Flagellin is also another PAMP that is recognized via the constant domain, D1 by TLR5^[4]. Despite being a protein, its N- and C- terminal ends are highly conserved, due to its necessity for function of flagella^[5]. Lipoteichoic acid (LTA) from gram-positive bacteria, peptidoglycan (PG), bacterial lipoproteins (sBLP)^[3], a phenol soluble factor from Staphylococcus epidermidis, LPS from porphyromonas gingivitis, and glycosylphosohotidylinotol lipiosd from trypanosoma cruzi, and a component of yeast walls called zymosan, are all recognized by a heterodimer of TLR2 and TLR1 or TLR6^[5].  However, LTAs result in a weaker pro-inflammatory response compared to lipopeptides, as they are only recognized by TLR2 instead of the heterodimer^[2]. Double-stranded RNA (dsRNA), a universal viral PAMP, is recognized by TLR3. CpG motifs, found in bacterial DNA, need to be internalized to be recognized by TLR9. Viral glycoproteins, as seen in the viral-envelope, as well as fungal PAMPS on the cell surface or fungi are recognized by TLR2 and TLR4^[5].

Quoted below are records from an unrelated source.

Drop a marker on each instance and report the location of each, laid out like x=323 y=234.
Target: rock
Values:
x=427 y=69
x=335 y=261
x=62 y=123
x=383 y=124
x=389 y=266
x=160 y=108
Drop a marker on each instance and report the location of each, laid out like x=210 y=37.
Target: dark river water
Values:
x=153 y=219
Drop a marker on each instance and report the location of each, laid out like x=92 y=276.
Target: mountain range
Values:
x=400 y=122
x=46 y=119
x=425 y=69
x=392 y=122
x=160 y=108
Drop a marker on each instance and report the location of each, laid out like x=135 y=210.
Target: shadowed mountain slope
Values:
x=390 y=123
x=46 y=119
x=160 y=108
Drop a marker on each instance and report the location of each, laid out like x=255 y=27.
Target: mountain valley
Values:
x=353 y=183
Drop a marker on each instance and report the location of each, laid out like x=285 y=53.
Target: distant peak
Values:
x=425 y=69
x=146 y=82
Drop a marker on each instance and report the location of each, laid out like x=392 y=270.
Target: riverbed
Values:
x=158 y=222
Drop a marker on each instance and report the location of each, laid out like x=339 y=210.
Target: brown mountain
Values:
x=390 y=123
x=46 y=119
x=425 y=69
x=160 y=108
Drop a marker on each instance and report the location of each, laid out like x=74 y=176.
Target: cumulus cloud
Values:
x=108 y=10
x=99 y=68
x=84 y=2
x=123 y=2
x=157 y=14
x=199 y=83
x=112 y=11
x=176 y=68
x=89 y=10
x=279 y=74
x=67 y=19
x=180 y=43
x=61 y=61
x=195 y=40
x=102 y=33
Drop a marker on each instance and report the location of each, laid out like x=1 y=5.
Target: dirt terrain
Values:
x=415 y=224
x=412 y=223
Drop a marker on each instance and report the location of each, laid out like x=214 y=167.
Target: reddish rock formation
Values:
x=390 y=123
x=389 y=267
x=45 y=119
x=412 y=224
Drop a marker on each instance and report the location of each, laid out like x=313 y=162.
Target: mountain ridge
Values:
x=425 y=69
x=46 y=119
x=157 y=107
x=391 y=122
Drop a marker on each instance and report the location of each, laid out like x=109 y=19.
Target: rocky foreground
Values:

First introduced by Janeway in 1989, PAMP was used to describe microbial components that would be considered foreign in a multicellular host^[2]. The term "PAMP" has been criticized on the grounds that most microbes, not only pathogens, express the molecules detected; the term microbe-associated molecular pattern (MAMP), has therefore been proposed. A virulence signal capable of binding to a pathogen receptor, in combination with a MAMP, has been proposed as one way to constitute a (pathogen-specific) PAMP. Plant immunology frequently treats the terms "PAMP" and "MAMP" interchangeably, considering their recognition to be the first step in plant immunity, PTI (PAMP-triggered immunity), a relatively weak immune response that occurs when the host plant does not also recognize pathogenic effectors that damage it or modulate its immune response.